Spec is the bottleneck, not the model

Once model capability passes a threshold, code quality depends on the completeness of the specification — not the intelligence of the model. A field note from tamer's design log.

2026-05-05 · tamer team · 10 min read

Original article: Your coding agent is under-specified by Hamidreza Saghir (2026-05-02). This post is our response and a description of how tamer is structurally aligned with the thesis.

TL;DR

Once model capability passes a threshold, the limiting factor is spec completeness, not model intelligence.
Better models write code that is more confidently wrong — locally tidy, globally drifting.
Tests catch behaviour, not architectural drift across modules.
Tamer is structurally aligned with this thesis. We treat coding agents as bounded executors of explicit specs, not oracles.
We are not done. Five known gaps below.

The thesis

A recent benchmark from Alibaba — SWE-CI — ran 18 AI agents against 100 real codebases over 233 days and 71 consecutive commits. Over time, more than 75% of agents showed an increasing regression rate. Their changes broke previously-passing tests at an accelerating pace.

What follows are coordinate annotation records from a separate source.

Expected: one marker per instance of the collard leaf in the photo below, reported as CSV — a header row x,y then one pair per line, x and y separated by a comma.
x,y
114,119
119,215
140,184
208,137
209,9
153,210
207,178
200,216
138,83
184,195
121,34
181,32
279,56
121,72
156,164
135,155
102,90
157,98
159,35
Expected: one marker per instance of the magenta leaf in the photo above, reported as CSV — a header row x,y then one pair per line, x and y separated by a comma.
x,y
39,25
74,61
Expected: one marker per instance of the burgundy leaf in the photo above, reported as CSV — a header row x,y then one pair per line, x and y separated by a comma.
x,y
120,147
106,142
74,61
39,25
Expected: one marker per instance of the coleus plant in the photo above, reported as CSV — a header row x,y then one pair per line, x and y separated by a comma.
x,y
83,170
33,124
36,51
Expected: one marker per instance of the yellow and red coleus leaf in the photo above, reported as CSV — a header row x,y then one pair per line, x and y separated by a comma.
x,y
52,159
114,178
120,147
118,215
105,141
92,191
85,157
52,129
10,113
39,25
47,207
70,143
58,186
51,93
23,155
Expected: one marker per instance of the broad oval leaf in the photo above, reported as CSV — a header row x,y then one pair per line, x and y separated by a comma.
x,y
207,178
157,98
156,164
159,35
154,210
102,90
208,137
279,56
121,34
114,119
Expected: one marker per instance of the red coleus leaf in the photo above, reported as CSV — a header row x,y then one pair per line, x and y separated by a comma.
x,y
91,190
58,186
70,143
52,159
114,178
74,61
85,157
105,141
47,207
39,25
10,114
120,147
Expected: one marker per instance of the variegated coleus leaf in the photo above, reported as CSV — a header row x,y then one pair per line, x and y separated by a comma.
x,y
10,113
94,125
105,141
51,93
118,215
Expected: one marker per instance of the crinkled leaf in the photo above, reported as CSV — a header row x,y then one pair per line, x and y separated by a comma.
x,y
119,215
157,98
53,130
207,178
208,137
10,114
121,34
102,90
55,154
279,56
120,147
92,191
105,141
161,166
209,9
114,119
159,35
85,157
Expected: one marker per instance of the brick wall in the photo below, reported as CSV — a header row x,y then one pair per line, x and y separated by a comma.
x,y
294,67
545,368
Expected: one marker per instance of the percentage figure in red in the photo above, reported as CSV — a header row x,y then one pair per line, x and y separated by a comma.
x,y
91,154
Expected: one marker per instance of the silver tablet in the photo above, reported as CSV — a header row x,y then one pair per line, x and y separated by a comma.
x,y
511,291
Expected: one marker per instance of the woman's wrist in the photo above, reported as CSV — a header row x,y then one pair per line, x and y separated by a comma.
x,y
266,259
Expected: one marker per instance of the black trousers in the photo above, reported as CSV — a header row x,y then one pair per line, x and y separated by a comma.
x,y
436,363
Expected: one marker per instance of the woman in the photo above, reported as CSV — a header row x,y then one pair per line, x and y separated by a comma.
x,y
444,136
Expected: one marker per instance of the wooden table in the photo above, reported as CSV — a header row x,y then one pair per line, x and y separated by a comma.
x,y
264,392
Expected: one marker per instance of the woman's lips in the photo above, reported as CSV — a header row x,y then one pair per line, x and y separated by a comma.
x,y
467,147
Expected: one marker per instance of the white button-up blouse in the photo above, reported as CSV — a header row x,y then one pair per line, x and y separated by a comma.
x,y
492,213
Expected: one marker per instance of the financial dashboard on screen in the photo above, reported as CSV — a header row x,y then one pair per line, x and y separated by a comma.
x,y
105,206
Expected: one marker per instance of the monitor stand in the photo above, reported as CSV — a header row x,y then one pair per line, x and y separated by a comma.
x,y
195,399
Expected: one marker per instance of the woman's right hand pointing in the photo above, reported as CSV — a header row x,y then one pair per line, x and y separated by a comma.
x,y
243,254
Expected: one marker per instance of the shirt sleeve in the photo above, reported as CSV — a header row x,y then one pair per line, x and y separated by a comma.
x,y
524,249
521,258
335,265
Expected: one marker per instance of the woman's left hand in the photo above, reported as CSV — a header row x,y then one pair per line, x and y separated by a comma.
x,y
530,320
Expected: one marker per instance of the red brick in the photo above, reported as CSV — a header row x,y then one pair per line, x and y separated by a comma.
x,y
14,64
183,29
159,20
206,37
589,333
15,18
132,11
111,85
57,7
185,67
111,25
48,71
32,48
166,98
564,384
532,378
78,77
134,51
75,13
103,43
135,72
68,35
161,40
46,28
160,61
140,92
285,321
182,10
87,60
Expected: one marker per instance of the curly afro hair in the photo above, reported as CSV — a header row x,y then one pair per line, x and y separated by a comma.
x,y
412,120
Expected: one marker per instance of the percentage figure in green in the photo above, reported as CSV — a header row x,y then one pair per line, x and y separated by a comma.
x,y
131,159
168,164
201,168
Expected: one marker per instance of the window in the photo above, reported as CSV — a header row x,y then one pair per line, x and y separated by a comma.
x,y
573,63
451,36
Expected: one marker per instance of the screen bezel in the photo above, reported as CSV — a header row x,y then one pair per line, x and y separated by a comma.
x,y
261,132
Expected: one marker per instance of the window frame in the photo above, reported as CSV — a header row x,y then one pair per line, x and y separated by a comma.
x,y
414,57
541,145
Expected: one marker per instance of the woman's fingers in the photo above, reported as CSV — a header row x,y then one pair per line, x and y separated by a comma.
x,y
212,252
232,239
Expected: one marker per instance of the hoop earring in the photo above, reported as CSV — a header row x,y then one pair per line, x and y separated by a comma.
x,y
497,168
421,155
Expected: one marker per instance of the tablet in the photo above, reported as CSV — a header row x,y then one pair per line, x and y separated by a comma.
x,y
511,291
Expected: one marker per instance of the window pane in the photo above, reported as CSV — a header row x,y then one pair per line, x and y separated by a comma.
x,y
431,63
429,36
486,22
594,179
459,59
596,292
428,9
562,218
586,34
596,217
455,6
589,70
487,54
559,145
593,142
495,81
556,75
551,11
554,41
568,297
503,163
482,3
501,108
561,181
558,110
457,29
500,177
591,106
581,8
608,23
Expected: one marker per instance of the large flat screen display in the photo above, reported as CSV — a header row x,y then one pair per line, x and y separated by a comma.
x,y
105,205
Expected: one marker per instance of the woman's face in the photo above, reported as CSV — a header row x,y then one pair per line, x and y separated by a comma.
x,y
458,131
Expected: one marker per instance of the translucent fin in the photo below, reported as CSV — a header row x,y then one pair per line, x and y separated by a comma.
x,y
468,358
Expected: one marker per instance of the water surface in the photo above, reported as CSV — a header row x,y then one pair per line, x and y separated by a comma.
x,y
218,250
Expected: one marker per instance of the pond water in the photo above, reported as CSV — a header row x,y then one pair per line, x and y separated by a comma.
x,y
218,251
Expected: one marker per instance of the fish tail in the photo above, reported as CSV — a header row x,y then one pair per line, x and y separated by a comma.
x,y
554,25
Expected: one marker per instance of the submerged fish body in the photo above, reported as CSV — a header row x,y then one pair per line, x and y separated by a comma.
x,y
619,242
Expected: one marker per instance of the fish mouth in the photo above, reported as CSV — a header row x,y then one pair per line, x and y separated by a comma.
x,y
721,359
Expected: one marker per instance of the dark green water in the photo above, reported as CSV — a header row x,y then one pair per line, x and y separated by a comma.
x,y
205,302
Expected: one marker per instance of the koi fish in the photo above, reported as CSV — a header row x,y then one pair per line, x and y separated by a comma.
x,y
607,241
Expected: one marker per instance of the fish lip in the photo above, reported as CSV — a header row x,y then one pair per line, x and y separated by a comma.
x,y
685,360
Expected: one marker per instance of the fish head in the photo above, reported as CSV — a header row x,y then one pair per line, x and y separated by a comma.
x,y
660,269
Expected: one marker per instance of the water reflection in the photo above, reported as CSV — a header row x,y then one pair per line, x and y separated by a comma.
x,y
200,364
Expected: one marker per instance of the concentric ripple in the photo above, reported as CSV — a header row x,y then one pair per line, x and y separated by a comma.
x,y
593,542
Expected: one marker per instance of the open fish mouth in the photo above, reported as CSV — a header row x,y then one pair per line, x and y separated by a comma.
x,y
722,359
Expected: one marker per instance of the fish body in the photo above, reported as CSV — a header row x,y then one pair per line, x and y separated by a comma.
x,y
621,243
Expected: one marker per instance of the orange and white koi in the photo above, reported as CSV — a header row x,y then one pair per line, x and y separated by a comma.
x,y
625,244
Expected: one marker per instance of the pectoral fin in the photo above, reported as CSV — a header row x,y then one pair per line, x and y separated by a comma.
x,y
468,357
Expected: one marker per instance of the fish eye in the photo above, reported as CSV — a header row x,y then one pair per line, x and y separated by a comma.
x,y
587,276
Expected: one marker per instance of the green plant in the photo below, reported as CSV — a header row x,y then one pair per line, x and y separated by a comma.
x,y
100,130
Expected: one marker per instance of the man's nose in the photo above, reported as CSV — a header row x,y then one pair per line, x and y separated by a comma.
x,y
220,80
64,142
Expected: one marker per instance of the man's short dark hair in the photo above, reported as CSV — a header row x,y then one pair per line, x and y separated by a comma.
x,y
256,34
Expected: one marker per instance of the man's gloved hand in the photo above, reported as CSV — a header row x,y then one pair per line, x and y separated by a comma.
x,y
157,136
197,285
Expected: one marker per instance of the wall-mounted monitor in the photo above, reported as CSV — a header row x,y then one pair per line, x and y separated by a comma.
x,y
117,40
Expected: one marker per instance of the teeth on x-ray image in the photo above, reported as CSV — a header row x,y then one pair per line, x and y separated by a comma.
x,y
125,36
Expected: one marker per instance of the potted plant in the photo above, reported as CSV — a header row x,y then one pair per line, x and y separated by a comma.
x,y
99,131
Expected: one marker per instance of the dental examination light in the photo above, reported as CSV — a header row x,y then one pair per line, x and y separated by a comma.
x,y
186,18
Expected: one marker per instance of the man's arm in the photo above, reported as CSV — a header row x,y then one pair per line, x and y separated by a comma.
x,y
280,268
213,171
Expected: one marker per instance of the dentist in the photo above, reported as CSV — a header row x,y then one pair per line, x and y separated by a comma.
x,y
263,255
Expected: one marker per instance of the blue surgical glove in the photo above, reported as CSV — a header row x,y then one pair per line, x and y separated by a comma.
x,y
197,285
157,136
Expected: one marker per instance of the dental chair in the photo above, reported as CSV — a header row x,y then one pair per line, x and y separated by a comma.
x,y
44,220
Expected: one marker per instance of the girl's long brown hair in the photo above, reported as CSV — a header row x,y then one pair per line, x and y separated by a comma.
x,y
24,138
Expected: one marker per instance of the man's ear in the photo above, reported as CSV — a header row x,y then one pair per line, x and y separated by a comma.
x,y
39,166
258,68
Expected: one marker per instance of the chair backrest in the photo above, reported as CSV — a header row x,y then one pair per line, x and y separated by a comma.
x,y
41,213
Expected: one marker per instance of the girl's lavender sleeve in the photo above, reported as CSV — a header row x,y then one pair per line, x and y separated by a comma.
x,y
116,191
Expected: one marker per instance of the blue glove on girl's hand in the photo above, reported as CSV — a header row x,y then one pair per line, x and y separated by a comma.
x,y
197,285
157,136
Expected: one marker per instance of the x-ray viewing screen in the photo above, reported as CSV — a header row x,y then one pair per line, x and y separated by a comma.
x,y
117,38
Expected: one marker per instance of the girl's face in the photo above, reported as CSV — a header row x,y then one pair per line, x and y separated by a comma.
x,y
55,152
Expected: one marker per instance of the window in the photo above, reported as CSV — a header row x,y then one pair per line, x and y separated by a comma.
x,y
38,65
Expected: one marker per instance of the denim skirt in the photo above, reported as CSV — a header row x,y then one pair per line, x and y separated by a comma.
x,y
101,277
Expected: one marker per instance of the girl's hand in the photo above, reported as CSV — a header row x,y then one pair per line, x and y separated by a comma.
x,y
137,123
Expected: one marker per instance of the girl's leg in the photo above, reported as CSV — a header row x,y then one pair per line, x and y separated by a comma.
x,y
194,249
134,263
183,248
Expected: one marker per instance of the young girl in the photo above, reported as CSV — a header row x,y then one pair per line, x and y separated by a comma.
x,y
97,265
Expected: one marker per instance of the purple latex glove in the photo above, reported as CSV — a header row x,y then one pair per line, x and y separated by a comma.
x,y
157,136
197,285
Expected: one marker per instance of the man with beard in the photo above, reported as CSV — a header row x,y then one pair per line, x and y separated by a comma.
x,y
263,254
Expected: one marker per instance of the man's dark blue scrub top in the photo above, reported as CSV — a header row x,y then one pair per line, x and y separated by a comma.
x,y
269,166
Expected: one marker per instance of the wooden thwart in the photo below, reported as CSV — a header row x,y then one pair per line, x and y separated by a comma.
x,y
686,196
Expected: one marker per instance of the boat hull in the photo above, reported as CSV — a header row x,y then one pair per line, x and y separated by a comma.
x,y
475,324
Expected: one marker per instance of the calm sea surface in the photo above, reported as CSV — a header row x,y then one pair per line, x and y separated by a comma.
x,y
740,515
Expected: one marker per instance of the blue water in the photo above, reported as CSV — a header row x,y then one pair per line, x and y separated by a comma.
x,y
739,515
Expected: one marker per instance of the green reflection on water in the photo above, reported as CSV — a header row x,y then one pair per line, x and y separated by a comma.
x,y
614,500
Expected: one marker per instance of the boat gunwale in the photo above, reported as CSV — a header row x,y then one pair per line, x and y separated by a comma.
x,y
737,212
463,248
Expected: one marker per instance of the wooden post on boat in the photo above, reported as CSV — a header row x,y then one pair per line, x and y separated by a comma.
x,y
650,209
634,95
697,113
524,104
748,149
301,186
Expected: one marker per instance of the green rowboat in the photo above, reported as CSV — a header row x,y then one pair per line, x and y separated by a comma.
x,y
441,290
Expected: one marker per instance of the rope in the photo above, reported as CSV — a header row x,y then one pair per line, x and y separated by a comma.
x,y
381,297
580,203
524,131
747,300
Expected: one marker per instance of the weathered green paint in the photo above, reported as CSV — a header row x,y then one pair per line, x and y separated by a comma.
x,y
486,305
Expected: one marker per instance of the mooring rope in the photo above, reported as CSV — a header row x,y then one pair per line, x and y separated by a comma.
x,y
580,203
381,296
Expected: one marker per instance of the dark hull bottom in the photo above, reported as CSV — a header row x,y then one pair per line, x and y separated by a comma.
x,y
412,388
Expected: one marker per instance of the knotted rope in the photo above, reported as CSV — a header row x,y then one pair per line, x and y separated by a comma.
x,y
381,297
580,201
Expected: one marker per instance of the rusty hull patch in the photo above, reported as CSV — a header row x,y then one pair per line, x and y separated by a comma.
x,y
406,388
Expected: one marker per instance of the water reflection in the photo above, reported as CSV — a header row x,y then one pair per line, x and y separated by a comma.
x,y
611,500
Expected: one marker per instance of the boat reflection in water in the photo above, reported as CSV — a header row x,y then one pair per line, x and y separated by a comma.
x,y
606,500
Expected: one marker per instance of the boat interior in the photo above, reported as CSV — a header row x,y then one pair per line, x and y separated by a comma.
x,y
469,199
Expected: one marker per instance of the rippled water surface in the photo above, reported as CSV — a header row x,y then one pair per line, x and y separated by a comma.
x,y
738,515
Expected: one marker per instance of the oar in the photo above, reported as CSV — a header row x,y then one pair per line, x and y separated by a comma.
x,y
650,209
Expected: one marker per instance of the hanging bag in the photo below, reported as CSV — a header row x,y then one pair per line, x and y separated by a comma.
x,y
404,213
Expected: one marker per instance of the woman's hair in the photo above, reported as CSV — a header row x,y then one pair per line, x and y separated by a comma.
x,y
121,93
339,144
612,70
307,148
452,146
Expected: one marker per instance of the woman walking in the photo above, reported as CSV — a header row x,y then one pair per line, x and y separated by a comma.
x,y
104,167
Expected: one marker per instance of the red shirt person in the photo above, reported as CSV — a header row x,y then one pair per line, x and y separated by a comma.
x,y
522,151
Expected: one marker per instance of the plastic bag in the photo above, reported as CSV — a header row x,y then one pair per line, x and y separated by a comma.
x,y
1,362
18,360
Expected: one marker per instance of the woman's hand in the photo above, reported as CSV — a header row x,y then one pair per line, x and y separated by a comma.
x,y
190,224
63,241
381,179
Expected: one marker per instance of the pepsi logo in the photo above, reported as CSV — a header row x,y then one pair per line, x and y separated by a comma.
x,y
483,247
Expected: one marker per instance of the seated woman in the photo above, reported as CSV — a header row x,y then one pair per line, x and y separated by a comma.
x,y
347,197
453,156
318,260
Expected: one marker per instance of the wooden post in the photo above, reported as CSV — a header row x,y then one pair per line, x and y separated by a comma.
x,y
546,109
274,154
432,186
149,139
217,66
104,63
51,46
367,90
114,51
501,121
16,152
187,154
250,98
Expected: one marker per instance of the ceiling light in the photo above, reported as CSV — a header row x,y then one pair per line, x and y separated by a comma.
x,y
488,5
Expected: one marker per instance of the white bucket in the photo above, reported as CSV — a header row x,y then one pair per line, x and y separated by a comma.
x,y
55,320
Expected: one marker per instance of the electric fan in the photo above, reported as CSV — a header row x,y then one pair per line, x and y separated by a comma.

The simplest interpretation is "models are bad at long-horizon work." The more uncomfortable interpretation is the one that survives scrutiny:

Once model capability exceeds a certain threshold, code quality depends on the completeness of the specification, not the intelligence of the model.

The model is no longer the bottleneck. The bottleneck moved upstream — into how we describe the work.

Four structural reasons it gets worse over time

1. Code is precise, prompts are vague

"Add authentication" is two words. The corresponding code can be hundreds of lines, encoding decisions about session storage, token rotation, password policy, MFA fallback, account-recovery flow, and rate limiting. Each of those decisions has a wrong answer that ships and a right answer the prompt did not name.

When a prompt is ambiguous, an LLM does not stop and ask. It samples. It fills the gap from training priors — which means it averages the answer over how thousands of other engineers built auth in 2022. That average is not your auth.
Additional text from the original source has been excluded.